Rechtspraak
Uitspraakdatum
06-06-2011
ECLI
ECLI:NL:TADRARN:2011:YA1917
Zaaknummer
10-118
Inhoudsindicatie
Verzet tegen voorzittersbeslissing is niet tijdig ingesteld. Termijnoverschrijding niet verontschuldigbaar.
Uitspraak
10-118
BESLISSING VAN DE RAAD VAN DISCIPLINE IN HET RECHTSGEBIED VAN HET GERECHTSHOF TE ARNHEM
inzake:
[ ],
wonende te [ ],
hierna te noemen klaagster
tegen
mr.[ ],
advocaat te[ ],
hierna te noemen verweerster
1. Bij brief d.d. 27 september 2010, ontvangen op 30 september 2010, is klaagster in verzet gekomen van de voorzittersbeslissing d.d. 8 september 2010 die aan klaagster, per gewone en per aangetekende post, is verzonden op 9 september 2010.
2. De klacht is behandeld ter openbare zitting van de Raad van Discipline in het rechtsgebied van het gerechthof te Arnhem van 23 mei 2011. Bij de behandeling van het verzet heeft de raad zitting gehouden in de volgende samenstelling: mr.

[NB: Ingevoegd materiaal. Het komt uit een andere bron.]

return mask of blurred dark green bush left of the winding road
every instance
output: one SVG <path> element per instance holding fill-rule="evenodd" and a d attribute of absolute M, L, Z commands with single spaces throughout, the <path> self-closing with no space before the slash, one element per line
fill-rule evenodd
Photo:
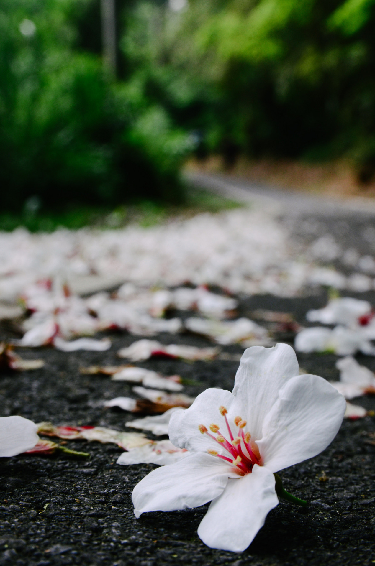
<path fill-rule="evenodd" d="M 0 12 L 2 209 L 178 200 L 191 147 L 160 104 L 105 79 L 78 49 L 87 0 L 3 0 Z"/>

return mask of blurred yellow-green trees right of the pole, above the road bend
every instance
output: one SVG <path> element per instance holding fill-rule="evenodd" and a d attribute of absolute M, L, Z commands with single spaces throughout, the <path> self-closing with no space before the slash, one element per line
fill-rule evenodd
<path fill-rule="evenodd" d="M 137 2 L 132 80 L 198 155 L 352 158 L 375 170 L 375 0 Z"/>

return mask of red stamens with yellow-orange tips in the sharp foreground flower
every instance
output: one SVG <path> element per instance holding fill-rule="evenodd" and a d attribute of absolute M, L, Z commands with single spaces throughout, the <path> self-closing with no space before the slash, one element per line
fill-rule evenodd
<path fill-rule="evenodd" d="M 237 474 L 245 475 L 250 474 L 253 470 L 254 464 L 261 465 L 261 455 L 259 454 L 259 449 L 257 444 L 252 441 L 250 432 L 245 432 L 246 421 L 243 421 L 241 417 L 236 417 L 234 422 L 236 428 L 238 428 L 237 436 L 233 436 L 231 427 L 229 426 L 227 419 L 227 409 L 221 406 L 219 407 L 221 417 L 225 419 L 225 425 L 228 430 L 229 439 L 225 438 L 224 434 L 220 431 L 218 424 L 210 424 L 210 431 L 216 434 L 211 434 L 208 432 L 207 427 L 204 424 L 199 424 L 199 432 L 202 434 L 207 434 L 216 443 L 220 445 L 220 448 L 224 449 L 226 454 L 219 454 L 216 450 L 207 450 L 208 454 L 212 456 L 217 456 L 222 460 L 230 462 L 233 464 L 234 469 Z"/>

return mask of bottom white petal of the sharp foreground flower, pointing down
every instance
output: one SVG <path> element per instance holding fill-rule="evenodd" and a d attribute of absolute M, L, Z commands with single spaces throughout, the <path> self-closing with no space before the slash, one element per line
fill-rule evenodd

A.E. Zweers, voorzitter, en mrs. A.D.G. Bakker, E.J. Verster, C.J. Lunenberg-Demenint en P.J.M. van Wersch, leden van de raad, en is bijgestaan door mr. P.J.G. van den Boom als griffier.

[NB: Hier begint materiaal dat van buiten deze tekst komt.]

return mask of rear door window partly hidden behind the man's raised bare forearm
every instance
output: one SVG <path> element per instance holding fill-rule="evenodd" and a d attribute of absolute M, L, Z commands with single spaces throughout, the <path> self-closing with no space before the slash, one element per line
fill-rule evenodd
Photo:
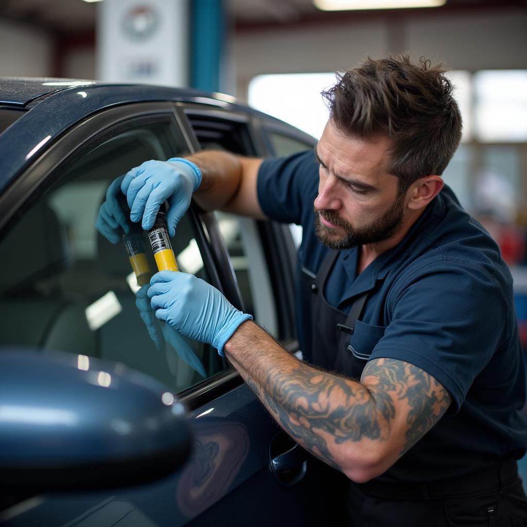
<path fill-rule="evenodd" d="M 204 112 L 189 112 L 188 118 L 200 148 L 255 155 L 247 122 L 231 120 L 227 116 L 210 116 Z M 243 309 L 278 337 L 275 297 L 256 221 L 219 211 L 214 214 L 229 251 Z"/>

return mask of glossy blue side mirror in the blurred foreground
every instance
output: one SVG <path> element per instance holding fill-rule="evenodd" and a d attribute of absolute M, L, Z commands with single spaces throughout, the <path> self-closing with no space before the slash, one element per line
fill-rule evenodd
<path fill-rule="evenodd" d="M 183 406 L 151 377 L 84 355 L 0 348 L 0 489 L 146 483 L 190 450 Z"/>

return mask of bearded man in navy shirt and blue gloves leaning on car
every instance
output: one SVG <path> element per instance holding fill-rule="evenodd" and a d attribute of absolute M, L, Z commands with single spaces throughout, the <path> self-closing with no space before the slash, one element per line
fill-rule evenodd
<path fill-rule="evenodd" d="M 512 279 L 443 185 L 462 128 L 451 84 L 424 59 L 368 58 L 324 95 L 315 152 L 206 151 L 148 161 L 121 183 L 143 228 L 168 199 L 171 235 L 191 195 L 302 225 L 305 360 L 190 275 L 152 278 L 155 315 L 225 353 L 284 430 L 347 476 L 350 524 L 525 524 Z"/>

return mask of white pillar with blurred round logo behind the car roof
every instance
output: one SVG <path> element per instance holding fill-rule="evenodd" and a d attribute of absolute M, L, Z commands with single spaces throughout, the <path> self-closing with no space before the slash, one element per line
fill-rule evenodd
<path fill-rule="evenodd" d="M 96 75 L 108 82 L 189 85 L 187 0 L 97 5 Z"/>

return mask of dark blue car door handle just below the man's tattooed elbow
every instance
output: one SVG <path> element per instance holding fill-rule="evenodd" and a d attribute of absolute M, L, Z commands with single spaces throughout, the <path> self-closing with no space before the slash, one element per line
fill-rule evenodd
<path fill-rule="evenodd" d="M 279 447 L 281 447 L 280 450 L 284 450 L 284 448 L 287 450 L 278 454 Z M 271 443 L 271 452 L 278 455 L 271 456 L 270 469 L 282 485 L 293 485 L 305 476 L 307 452 L 283 432 L 275 436 Z"/>

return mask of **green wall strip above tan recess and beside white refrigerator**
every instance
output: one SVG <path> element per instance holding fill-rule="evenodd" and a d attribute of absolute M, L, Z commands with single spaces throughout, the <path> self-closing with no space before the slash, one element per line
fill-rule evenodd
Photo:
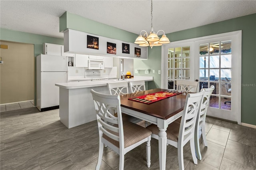
<path fill-rule="evenodd" d="M 64 44 L 61 38 L 41 36 L 0 28 L 0 40 L 34 44 L 34 105 L 36 105 L 36 56 L 43 53 L 43 43 Z"/>

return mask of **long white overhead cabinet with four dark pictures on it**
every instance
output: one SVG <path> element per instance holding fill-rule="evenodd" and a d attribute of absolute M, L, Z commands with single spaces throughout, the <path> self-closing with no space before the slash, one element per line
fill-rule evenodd
<path fill-rule="evenodd" d="M 148 47 L 70 29 L 64 32 L 64 51 L 108 57 L 148 58 Z"/>

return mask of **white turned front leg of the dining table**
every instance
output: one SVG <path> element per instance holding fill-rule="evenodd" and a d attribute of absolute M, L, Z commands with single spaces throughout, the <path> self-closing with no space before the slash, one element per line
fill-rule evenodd
<path fill-rule="evenodd" d="M 167 128 L 159 128 L 158 133 L 158 150 L 159 150 L 159 168 L 160 170 L 165 170 L 166 166 L 166 147 L 167 147 Z"/>

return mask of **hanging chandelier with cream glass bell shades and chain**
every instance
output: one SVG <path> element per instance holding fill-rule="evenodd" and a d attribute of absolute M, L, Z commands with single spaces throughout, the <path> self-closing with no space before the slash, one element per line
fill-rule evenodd
<path fill-rule="evenodd" d="M 136 44 L 139 44 L 139 46 L 147 47 L 150 46 L 151 48 L 154 46 L 161 46 L 166 43 L 170 43 L 169 39 L 166 37 L 165 33 L 162 35 L 161 38 L 158 37 L 158 32 L 163 30 L 159 30 L 157 33 L 154 32 L 153 24 L 152 24 L 152 15 L 153 7 L 152 7 L 152 0 L 151 0 L 151 32 L 148 35 L 148 33 L 145 30 L 140 31 L 140 35 L 138 38 L 136 38 L 135 42 Z M 142 36 L 142 32 L 145 32 L 145 34 Z"/>

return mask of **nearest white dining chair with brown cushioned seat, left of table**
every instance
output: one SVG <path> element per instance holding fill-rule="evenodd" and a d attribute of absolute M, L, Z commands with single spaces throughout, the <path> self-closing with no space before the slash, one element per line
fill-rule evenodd
<path fill-rule="evenodd" d="M 102 94 L 90 90 L 99 130 L 99 155 L 96 170 L 100 169 L 104 144 L 120 155 L 119 170 L 124 169 L 124 155 L 140 144 L 146 142 L 146 164 L 150 167 L 150 140 L 152 132 L 140 125 L 122 121 L 120 96 Z M 117 117 L 110 109 L 117 111 Z"/>

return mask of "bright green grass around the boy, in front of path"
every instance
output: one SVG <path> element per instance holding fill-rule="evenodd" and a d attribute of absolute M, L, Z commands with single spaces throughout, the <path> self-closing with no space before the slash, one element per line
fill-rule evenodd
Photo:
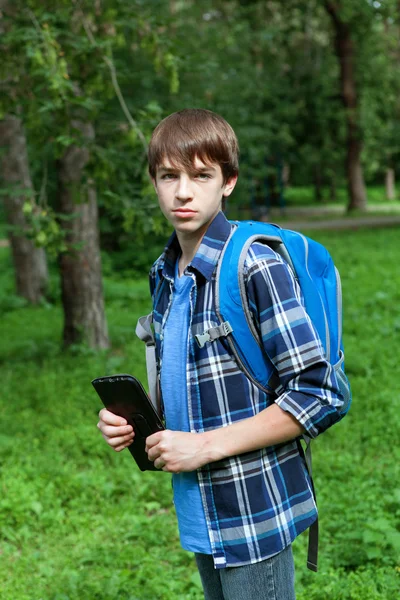
<path fill-rule="evenodd" d="M 297 597 L 395 600 L 399 229 L 311 235 L 341 271 L 354 400 L 349 415 L 314 443 L 320 571 L 307 571 L 301 536 L 294 544 Z M 200 600 L 192 557 L 179 546 L 169 475 L 141 473 L 95 427 L 92 378 L 119 371 L 145 379 L 134 328 L 149 308 L 147 281 L 105 280 L 113 348 L 101 353 L 62 353 L 57 303 L 27 307 L 12 285 L 9 251 L 1 248 L 1 599 Z"/>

Klaagster zelf is niet verschenen ter zitting. Haar partner, de heer R, die door klaagster gemachtigd is voor haar op te treden, is verschenen.
Mr.[ ], bijgestaan door mr. X, advocaat te G, is eveneens verschenen.

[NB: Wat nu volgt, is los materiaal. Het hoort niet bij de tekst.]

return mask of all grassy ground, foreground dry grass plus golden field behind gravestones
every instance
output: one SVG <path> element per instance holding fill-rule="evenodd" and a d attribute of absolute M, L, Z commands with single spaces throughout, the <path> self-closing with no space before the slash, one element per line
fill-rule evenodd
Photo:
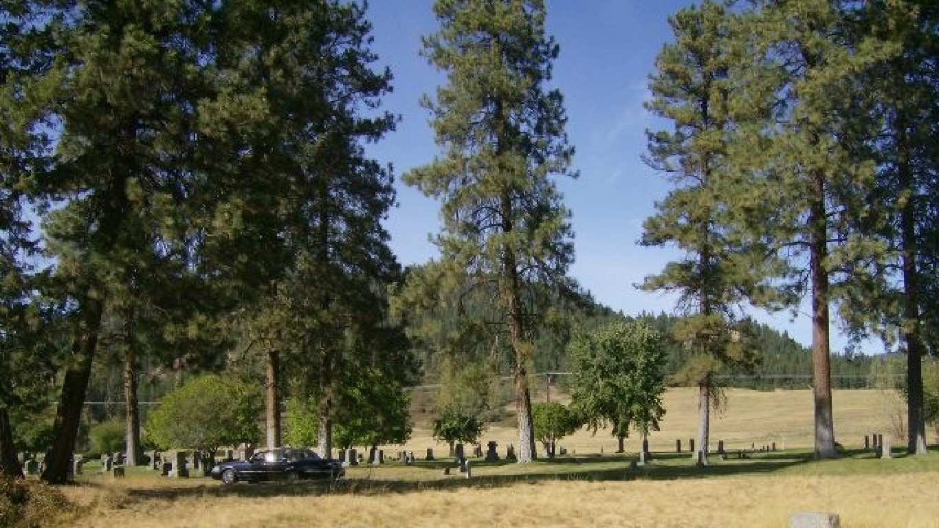
<path fill-rule="evenodd" d="M 472 460 L 472 477 L 443 468 L 451 462 L 423 461 L 434 443 L 418 427 L 407 446 L 419 460 L 402 466 L 349 468 L 328 483 L 236 484 L 207 478 L 169 480 L 143 468 L 115 480 L 88 472 L 62 491 L 79 505 L 50 525 L 116 528 L 193 527 L 468 527 L 499 526 L 721 526 L 784 527 L 797 511 L 837 512 L 843 528 L 939 528 L 939 452 L 874 458 L 861 449 L 865 433 L 889 434 L 890 398 L 877 391 L 837 391 L 835 430 L 845 452 L 838 460 L 814 461 L 810 452 L 811 396 L 808 391 L 732 390 L 726 411 L 716 416 L 712 438 L 729 448 L 776 442 L 784 451 L 754 453 L 745 460 L 720 460 L 698 469 L 686 453 L 674 453 L 694 436 L 692 391 L 671 390 L 668 415 L 654 433 L 654 460 L 629 469 L 630 454 L 611 453 L 608 433 L 581 431 L 562 444 L 576 456 L 531 464 Z M 419 417 L 418 426 L 422 426 Z M 516 442 L 505 424 L 484 441 Z M 933 439 L 930 439 L 931 442 Z M 785 445 L 783 445 L 785 443 Z M 635 449 L 630 439 L 627 450 Z M 601 447 L 604 455 L 599 455 Z M 808 447 L 808 449 L 807 449 Z"/>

3. Het verzetschrift is niet ontvangen binnen de termijn zoals bedoeld in artikel 46h lid 1 Advocatenwet. Klaagster heeft als reden voor het niet tijdig indienen van het verzetschrift aangevoerd dat zij is verhuisd in de periode van ontvangst van de voorzittersbeslissing als gevolg waarvan verzoekster niet in staat zou zijn geweest het verzetschrift op te stellen.
De verhuizing van klaagster is geen omstandigheid op grond waarvan van de verzettermijn ex artikel 46 h lid 1 Advocatenwet zou kunnen of in dit geval zou moeten worden afgeweken.
De beslissing van de raad luidt als volgt:
Klaagster is niet-ontvankelijk in haar verzet.
Aldus beslist door de raad in de hiervoor vermelde samenstelling en uitgesproken in het openbaar op 6 juni 2011.
Voorzitter Griffier
Ingevolge het bepaalde in artikel 46h lid 4 Advocatenwet staat tegen deze beslissing geen rechtsmiddel open.